Documentation
(C) IBM Corp. 1996, 1999

Text Extender: Administration and Programming

Search argument

Search argument syntax

>>-+---------------------------------------------------+-------->
   '-THESAURUS--"thesaurus-name"--+-----------------+--'
                                  '-COUNT--"depth"--'
 
>-----+-----------------------+--------------------------------->
      '-RESULT LIMIT--number--'
 
>-----+-| boolean-argument |--+---------------------------+---+-><
      |                       '-&--| freetext-argument |--'   |
      '-+--------------------------+---| freetext-argument |--'
        '-| boolean-argument |--&--'
 
boolean-argument
 
    .-& or |--------------------------------------------------------------.
    V                                                                     |
|-----+-| search-factor |----------------------------------------------+--+->
      |                       .---------------------------------.      |
      |                       V                                 |      |
      '-(--| search-factor |------+- & -+---| search-factor |---+---)--'
                                  '- | -'
 
>---------------------------------------------------------------|
 
freetext-argument
 
|---IS ABOUT----+-----------------+---+-----------+------------->
                +-SYNONYM FORM OF-+   '-language--'
                +-feature---------+
                '-| thesaurus |---'
 
>----"phrase-or-sentence"----+------------------------+---------|
                             '-ESCAPE--"escape-char"--'
 
search-factor
 
|---+---------------------------------------------------------------------+->
    |                                           .-,---------------.       |
    |                                           V                 |       |
    '-+--------------------+---+-SECTION--+--(-----section-name---+---)---'
      '-MODEL--model-name--'   '-SECTIONS-'
 
>---| search-element |------------------------------------------|
 
search-element
 
|---+-+-----+--| search-primary |--------------------------------------+->
    | '-NOT-'                                                          |
    |                                            .-AND---------------. |
    |                                            V                   | |
    '-| s.-primary |--+-IN SAME PARAGRAPH AS-+------| s.-primary |---+-'
                      '-IN SAME SENTENCE  AS-'
 
>---------------------------------------------------------------|
 
search-primary
 
|---+-| search-atom |----------------+--------------------------|
    |    .-,------------------.      |
    |    V                    |      |
    '-(-----| search-atom |---+---)--'
 
search-atom
 
|---+-----------------------------+---+-----------+------------->
    +-PRECISE FORM OF-------------+   '-language--'
    +-STEMMED FORM OF-------------+
    +-FUZZY FORM OF--match-level--+
    +-SYNONYM FORM OF-------------+
    +-BOUND-----------------------+
    +-SOUNDS LIKE-----------------+
    +-feature---------------------+
    '-| thesaurus |---------------'
 
>----"word-or-phrase"----+-----------------------------+--------|
                         '-ESCAPE--"escape-character"--'
 
thesaurus (if THESAURUS is specified)
 
|---+---------------------+---TERM OF---------------------------|
    '-EXPAND--"relation"--'
 

Examples

Examples are given in Specifying search arguments.

Search parameters

IS ABOUT

An option that lets you specify a free-text search argument, that is, a natural-language phrase or sentence that describes the concept to be found. See Free-text and hybrid search.

MODEL model-name
A keyword used to specify the name of the document model to be used in the search term. The document model describes the structure of documents that contain identifyable sections so that the content of these sections can be searched individually.

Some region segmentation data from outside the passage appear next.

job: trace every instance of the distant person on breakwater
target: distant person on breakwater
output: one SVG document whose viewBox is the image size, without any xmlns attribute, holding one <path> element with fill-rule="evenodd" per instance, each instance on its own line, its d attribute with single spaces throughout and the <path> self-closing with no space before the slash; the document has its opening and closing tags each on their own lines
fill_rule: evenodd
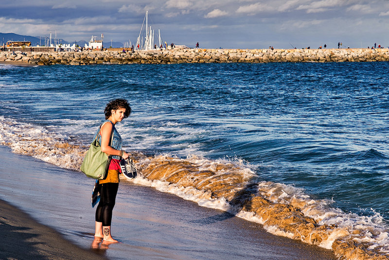
<svg viewBox="0 0 389 260">
<path fill-rule="evenodd" d="M 93 194 L 100 193 L 100 202 L 96 209 L 95 217 L 95 240 L 118 242 L 111 235 L 111 222 L 119 188 L 120 160 L 128 158 L 128 154 L 122 150 L 122 137 L 115 125 L 128 117 L 131 111 L 130 105 L 125 99 L 115 99 L 109 102 L 104 110 L 106 120 L 95 134 L 101 151 L 111 156 L 106 177 L 104 180 L 97 181 L 93 190 Z M 111 134 L 114 141 L 111 142 Z"/>
</svg>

The model name must be specified in a document model file described in Working with structured documents. The model name can be masked using wildcard characters.

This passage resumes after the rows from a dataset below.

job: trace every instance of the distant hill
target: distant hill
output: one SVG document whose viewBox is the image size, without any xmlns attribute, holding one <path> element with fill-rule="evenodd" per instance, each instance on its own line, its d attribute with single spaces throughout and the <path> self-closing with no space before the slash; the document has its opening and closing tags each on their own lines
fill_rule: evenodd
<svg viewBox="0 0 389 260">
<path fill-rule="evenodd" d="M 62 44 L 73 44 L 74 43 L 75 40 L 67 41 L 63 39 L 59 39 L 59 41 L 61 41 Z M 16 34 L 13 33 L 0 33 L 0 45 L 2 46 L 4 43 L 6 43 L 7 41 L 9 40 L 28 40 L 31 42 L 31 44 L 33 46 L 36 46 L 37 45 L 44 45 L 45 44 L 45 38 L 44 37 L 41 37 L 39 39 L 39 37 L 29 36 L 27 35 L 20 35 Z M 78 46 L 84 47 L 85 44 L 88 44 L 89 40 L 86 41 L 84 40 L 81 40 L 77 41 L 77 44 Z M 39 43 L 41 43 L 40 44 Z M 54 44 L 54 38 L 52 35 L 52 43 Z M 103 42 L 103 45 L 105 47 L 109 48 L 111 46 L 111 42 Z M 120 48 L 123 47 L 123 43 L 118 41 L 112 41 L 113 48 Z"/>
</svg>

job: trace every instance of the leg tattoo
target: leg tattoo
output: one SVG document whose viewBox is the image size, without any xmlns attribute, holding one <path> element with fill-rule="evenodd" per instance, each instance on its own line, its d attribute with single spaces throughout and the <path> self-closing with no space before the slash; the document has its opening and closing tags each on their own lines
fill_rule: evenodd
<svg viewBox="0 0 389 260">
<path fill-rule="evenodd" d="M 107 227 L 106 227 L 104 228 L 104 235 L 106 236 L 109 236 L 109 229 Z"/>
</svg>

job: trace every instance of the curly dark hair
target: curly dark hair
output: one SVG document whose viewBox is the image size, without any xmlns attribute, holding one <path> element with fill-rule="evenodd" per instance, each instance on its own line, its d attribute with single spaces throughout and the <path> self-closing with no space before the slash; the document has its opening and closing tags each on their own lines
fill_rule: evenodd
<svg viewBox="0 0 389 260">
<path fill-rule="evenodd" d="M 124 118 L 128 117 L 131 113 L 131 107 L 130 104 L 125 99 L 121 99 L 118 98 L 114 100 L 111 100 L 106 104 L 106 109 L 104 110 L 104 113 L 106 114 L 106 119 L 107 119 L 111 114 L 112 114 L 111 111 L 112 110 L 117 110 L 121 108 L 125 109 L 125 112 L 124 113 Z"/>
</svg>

If you do not specify a model, the default model specified during index creation is used.

SECTION(S) section-name

A keyword used to specify one or more sections that the search is to be restricted to. The section name must be specified in a model in a document model file, described in Working with structured documents. A section name can be masked using wildcard characters % and _.

Sections can be nested within other sections, for example:

play/Act/Title=play/act/title

Restrictions: Searching in nested sections is possible only for documents stored in columns enabled with format XML. For Ngram indexes, only one section name can be searched and XML format is not supported. .

THESAURUS thesaurus-name

A keyword used to specify the name of the thesaurus to be used to expand the search term. The thesaurus name is the file name (without its extension) of a thesaurus that has been compiled using the thesaurus compiler TXTHESC or TXTHESN. There are default thesauri desthes and desnthes, stored in the sample directory, where desnthes is an Ngram thesaurus. You can also specify the file's path name. The default path name is the dictionary path.

COUNT depth

A keyword used to specify the number of levels (the depth) of terms in the thesaurus that are to be used to expand the search term for the given relation. If you do not specify this keyword, a count of 1 is assumed.

RESULT LIMIT number

A keyword used to specify the maximum number of entries to be returned in the result list. number is a value from 1 to 32767. If a free-text search is used, the search result list is ranked only with respect to the complete search result list. Otherwise, the limited search result is ranked only from the entries of the list.

EXPAND relation

A keyword used to specify the relation, such as INSTANCE, between the search term specified in TERM OF and the thesaurus terms to be used to expand the search term. The relation name must correspond to a relation used in the thesaurus. See Thesaurus concepts.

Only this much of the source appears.